Normal forms of dynamical systems allow to investigate special solutions and their nearby phase space geometry in an easy and concise way. Dynamical systems usually follow from the statement of a physical problem in some set of coordinates. The choice of coordinates often resembles the point of view of the observer of the problem. From the point of view of the theoretician those coordinates are usually not the best ones to investigate the problem. Better coordinates are chosen to transform the dynamical system into a form that allows to better understand the underlying structure of possible solutions and the phase space geometry. Canonical variables are the right choice to tackle dynamical problems that can be derived from a potential or admit a Hamiltonian function. Sophisticated mathematical tools have been invented over the last centuries to understand the nature of such systems, and to reveal the hidden secrets common to most dynamical problems found in physics. One major topic concerns the stability of motions, i.e. the stability problem. Roughly speaking, one seeks to find conditions on the parameters space and initial state of motions that allow stable solutions over long times. I have used normal forms to investigate stability of motions in various research studies over the past years, close to the triangular Lagrange points in a mapping of the restricted three-body problem or in the spin-orbit problem (1,2). For a review of the stability problem in generic dynamical systems, see Chapter 4 of my book.

In my work (I, II) on normal forms of weakly dissipative dynamical systems I generalized normal form theory to a class of dynamical systems that cannot be derived from a Hamiltonian function. The new theory was successfully applied to special classes of dynamical systems and allowed to state theorems about the stability of motions for different categories of initial states and system parameters for dynamical problems.

Asteroids are remnants of the violent formation process of our solar system. Some of these minor planets share their orbit with a major planet and are called co-orbital. The most common type of co-orbital objects we know are Trojan asteroids.  Trojans have been predicted by theory and  found by experiment – astronomical observations. In theory, there are special locations within the orbit of a major planet where the gravitational pull of the ‘major’ and the gravitational attraction of the central star – our sun – balance out each other in such a way to allow the motion of the ‘minor’ somehow ‘hidden’ within the orbit of the major planet. Observations show the existence of asteroids close to these points, but it remains open the question if the existence of these very interesting objects is just a temporary phenomenon or not. Many attempts have been made by scientists to answer this question. In my work on Nekhoroshev stability of Trojan asteroids I try to investigate the long term stability by means of a mathematical tool called Nekhoroshev stability. The aim of the study is to define a region close to the exact co-orbital configuration that includes asteroids which can stay within this region for time scales beyond the age of our solar system. It can be found and thus asteroids may also share their orbits with the major planets for very long times. This is a useful result to better understand the origin and formation process of planetary systems, i.e. our solar system that probably includes thousands of thousands of minor planets that have been formed together with the major planets at the beginning of our solar system.

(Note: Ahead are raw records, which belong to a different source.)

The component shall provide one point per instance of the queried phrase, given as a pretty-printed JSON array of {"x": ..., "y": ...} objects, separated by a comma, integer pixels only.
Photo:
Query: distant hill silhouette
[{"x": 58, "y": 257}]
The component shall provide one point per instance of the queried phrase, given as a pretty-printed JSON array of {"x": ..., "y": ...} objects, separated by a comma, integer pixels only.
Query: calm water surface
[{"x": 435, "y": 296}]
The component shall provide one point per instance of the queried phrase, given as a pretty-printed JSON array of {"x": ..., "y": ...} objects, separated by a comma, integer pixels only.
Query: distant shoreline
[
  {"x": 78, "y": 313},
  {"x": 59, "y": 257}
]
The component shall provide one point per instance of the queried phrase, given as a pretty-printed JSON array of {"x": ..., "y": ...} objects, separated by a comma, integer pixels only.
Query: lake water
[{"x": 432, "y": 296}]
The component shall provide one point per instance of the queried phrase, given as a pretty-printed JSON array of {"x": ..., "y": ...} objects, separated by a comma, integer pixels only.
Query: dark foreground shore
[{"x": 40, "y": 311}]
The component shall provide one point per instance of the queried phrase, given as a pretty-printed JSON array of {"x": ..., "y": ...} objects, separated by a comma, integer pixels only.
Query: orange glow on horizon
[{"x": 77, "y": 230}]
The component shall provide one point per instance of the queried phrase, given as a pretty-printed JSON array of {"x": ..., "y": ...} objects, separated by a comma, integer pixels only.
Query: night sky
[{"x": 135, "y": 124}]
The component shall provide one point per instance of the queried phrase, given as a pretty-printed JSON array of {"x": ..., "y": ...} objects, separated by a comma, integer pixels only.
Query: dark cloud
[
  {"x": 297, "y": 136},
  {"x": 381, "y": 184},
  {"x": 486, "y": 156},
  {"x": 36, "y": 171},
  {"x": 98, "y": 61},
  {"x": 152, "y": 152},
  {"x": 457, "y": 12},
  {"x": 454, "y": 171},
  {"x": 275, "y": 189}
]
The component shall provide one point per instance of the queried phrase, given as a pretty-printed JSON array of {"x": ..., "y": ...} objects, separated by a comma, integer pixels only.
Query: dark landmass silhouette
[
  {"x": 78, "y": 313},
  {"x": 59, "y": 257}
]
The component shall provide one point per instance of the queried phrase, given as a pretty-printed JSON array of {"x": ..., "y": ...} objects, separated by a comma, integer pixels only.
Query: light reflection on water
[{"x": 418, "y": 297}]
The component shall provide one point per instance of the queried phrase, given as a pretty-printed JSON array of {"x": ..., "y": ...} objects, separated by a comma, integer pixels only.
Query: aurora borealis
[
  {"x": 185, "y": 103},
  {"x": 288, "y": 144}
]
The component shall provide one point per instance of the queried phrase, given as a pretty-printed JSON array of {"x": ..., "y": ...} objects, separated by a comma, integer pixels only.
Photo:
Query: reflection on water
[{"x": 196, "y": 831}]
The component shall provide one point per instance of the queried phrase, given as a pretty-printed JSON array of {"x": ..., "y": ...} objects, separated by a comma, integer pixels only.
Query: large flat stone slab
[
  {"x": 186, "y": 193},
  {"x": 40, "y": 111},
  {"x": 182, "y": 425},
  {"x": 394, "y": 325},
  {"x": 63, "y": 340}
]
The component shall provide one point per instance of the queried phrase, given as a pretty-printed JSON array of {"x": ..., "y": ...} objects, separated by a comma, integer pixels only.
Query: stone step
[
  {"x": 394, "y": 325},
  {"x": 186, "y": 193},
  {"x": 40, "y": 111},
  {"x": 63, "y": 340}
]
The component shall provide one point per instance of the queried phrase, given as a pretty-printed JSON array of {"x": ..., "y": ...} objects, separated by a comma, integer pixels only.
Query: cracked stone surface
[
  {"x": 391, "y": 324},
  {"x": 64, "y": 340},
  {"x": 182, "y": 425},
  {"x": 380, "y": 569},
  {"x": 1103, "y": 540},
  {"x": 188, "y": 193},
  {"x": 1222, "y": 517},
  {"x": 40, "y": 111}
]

The figure has been published in my article about the Nekhoroshev stability of Trojan asteroids already in 2008 and contains new scientific results of the core topic of my PhD thesis. It is one of my most cited scientific work so far. More of my work on co-orbital motions of asteroids and space dust can be found here.

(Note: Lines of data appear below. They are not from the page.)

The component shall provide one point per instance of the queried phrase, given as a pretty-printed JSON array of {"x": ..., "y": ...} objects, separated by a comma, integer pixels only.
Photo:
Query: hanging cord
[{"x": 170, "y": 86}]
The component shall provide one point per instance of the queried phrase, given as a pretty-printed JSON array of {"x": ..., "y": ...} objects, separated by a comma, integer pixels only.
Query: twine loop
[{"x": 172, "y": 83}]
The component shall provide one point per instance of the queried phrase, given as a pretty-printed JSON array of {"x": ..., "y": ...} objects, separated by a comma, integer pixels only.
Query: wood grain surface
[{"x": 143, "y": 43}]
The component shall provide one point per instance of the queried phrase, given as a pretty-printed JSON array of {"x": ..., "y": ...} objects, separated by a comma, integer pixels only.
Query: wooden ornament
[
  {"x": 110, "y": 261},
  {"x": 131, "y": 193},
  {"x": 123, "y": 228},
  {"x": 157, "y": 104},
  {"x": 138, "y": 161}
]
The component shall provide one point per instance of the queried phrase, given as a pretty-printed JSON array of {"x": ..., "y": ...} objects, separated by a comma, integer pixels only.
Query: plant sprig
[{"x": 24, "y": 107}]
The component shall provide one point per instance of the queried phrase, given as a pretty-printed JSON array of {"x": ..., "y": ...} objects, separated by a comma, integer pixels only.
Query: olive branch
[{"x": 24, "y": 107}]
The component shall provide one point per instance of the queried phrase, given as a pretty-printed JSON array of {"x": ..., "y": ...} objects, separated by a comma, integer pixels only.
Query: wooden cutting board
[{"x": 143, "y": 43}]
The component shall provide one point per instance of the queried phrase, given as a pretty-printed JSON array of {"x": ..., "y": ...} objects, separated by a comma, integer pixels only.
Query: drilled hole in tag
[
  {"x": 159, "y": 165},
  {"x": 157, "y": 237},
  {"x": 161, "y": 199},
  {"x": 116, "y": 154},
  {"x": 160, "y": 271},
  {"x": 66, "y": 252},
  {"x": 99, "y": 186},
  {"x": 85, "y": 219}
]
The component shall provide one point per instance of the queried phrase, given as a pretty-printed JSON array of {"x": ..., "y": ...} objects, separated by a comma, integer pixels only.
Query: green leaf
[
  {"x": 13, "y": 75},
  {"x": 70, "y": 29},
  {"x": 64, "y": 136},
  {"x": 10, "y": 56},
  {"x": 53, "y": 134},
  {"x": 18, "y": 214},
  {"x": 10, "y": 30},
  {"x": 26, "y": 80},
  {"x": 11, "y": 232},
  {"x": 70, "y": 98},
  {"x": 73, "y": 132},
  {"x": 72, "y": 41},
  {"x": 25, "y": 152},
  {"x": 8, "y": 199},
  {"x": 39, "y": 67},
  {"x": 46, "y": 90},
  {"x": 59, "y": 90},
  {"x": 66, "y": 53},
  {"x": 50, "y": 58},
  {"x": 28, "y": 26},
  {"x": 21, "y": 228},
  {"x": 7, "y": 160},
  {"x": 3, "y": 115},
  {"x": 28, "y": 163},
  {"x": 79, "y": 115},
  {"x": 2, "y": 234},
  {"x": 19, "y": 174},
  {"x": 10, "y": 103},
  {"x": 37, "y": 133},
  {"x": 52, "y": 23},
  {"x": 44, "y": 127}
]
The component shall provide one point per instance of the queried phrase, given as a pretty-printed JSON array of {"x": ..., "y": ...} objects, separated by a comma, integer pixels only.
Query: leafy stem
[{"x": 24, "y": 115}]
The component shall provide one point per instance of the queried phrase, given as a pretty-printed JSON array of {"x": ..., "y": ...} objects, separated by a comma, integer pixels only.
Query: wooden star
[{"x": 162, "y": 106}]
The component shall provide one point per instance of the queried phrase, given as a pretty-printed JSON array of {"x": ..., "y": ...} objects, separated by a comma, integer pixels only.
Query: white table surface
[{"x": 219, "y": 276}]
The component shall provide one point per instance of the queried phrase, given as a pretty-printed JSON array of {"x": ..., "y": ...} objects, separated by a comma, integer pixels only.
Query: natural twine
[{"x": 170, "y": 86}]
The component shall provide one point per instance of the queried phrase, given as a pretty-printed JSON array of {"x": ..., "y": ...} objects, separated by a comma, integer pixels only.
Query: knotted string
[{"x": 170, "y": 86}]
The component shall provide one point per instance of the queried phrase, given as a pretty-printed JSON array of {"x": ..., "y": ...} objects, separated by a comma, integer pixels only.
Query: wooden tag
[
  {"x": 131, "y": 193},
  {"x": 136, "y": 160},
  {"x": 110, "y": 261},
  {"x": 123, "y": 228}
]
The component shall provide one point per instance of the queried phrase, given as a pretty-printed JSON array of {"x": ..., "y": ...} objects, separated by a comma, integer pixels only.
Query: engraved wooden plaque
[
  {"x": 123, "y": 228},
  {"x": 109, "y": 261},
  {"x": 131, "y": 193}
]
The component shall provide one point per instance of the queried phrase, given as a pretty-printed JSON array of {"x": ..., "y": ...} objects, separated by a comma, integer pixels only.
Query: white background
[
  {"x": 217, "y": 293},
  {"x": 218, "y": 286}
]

This year I organized together with Prof. Rudolf Dvorak, head of the Astrodynamical Group at the Institute for Astrophysics, the 9th Humboldt Colloquium on Celestial Mechanics. The meeting took place in Bad Hofgastein from 19.03.2017 to 25.03.2017. Over 50 participants from 16 countries all over the world contributed to the meeting with scientific talks about recent progress in the field of Celestial Mechanics. Selected papers of the meeting will be published in the scientific journal CM&DA soon. We thank Hotel Winkler, the sponsors, the scientific and local organizing committees, and all participants for their efforts to make the meeting a big success.

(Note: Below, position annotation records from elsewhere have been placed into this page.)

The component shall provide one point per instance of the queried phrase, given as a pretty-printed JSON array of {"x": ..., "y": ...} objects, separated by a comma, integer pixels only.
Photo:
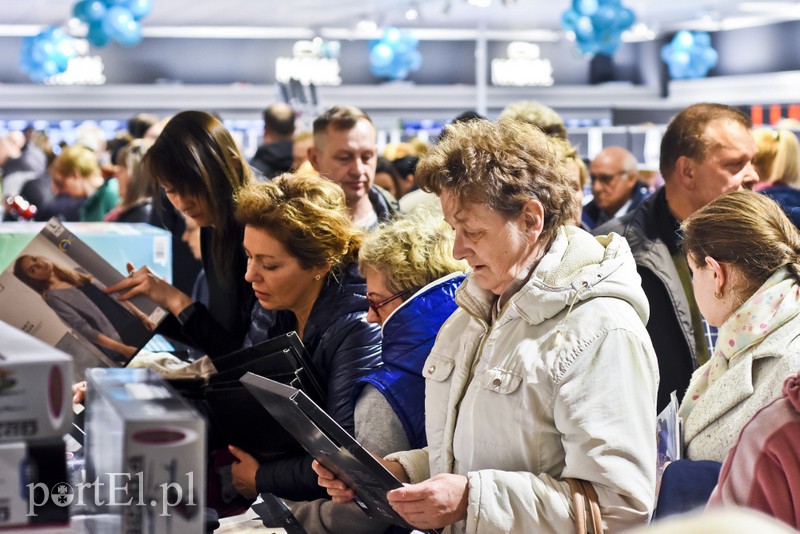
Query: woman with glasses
[
  {"x": 411, "y": 283},
  {"x": 301, "y": 250},
  {"x": 545, "y": 371}
]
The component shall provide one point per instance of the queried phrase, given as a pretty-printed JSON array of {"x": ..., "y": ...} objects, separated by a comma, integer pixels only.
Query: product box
[
  {"x": 35, "y": 388},
  {"x": 145, "y": 453},
  {"x": 33, "y": 484},
  {"x": 118, "y": 243},
  {"x": 55, "y": 290}
]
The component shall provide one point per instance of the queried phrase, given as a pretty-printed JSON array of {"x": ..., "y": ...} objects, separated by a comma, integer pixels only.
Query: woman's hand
[
  {"x": 78, "y": 392},
  {"x": 338, "y": 490},
  {"x": 244, "y": 472},
  {"x": 143, "y": 281},
  {"x": 435, "y": 503}
]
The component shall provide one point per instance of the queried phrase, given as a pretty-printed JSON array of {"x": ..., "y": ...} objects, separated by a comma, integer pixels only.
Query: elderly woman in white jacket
[{"x": 545, "y": 371}]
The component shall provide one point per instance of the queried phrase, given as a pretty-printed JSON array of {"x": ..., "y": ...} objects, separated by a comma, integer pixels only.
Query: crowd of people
[{"x": 494, "y": 318}]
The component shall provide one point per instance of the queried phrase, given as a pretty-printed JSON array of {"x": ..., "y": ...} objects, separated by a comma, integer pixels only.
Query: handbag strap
[{"x": 583, "y": 493}]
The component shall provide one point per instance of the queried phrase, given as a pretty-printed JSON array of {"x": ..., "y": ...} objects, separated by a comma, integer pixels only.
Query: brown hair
[
  {"x": 686, "y": 133},
  {"x": 307, "y": 214},
  {"x": 197, "y": 156},
  {"x": 748, "y": 231},
  {"x": 76, "y": 161},
  {"x": 41, "y": 286},
  {"x": 338, "y": 118},
  {"x": 501, "y": 165}
]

In 2018 the space mission Bepi-Colombo will start its long-term journey to visit our innermost planet. It is Europe’s first mission to Mercury. The mission objectives include the investigation of the origin and evolution of planets very close to their parent star. I am interested in the orbital and rotational evolution of this planet. My article on the steady state obliquity of a rigid body has been published in CM&DA. In this work I investigated the influence of the gravitational field on the axial tilt and coupling between the rotation and orbit of planet Mercury. The axial tilt, or obliquity, of Mercury is close to but not exactly zero, and the orbital period of Mercury is about 88 days while the rotation period is very close to 2/3 of this value. Mercury therefore is currently situated in a 3:2 spin-orbit resonance with non-zero obliquity. The magnitude and stability of the axial tilt is determined by the kind of spin-orbit resonance and the gravitational field, i.e. the internal mass distributions of the planet. Mercury, very probably, was not always situated in the 3:2 spin-orbit resonance. Formation studies of the planets assume that planets form at much higher rotation rates. Over time dissipative effects like tidal friction slows down the rotation period to allow the coupling between the orbit and the rotation of the planet. In my study I investigate the influence of different spin-orbit resonances and an extended gravitational field on the magnitude of the axial tilt. I derive simple formulas that allow to predict this steady state obliquity for given spin-orbit resonance and gravitational field parameters. I also derive a simple mathematical model that allows to investigate the oscillations of Mercury around exact spin-orbit resonance. The amplitude and periods of these oscillations are the result of other physical effects, i.e. the internal composition of Mercury.

I was invited speaker in the 7th International Meeting on Celestial Mechanics. The meeting took place in San Martino al Cimino, a beautiful village situated near the city of  Viterbo, Italy. I would like to thank the organizers for the kind invitation, and the organization of the meeting. My presentation took place in the Monday afternoon session, where I summarized my recent scientific findings on Cassini state 1. It has also been made available on youtube thanks to the organizers.

Cassini states correspond to special orientations of the spin axis of a celestial body. If the orbit of a celestial body gets perturbed then the orientation of the rotational axis of the body tries to keep its alignment with the normal axis of the orbital plane. The steady state solution corresponds to the point in the figure.  The closed curves surrounding this point correspond to solutions of the problem where the rotational axis starts oscillating around the steady state solution.

The figure was created using Wolfram Mathematica and was first published in my article of CM&DA. See also my related work (I, II) as a co-author done with Marco Sansottera and Anne Lemaitre, and Benoit Noyelles (III).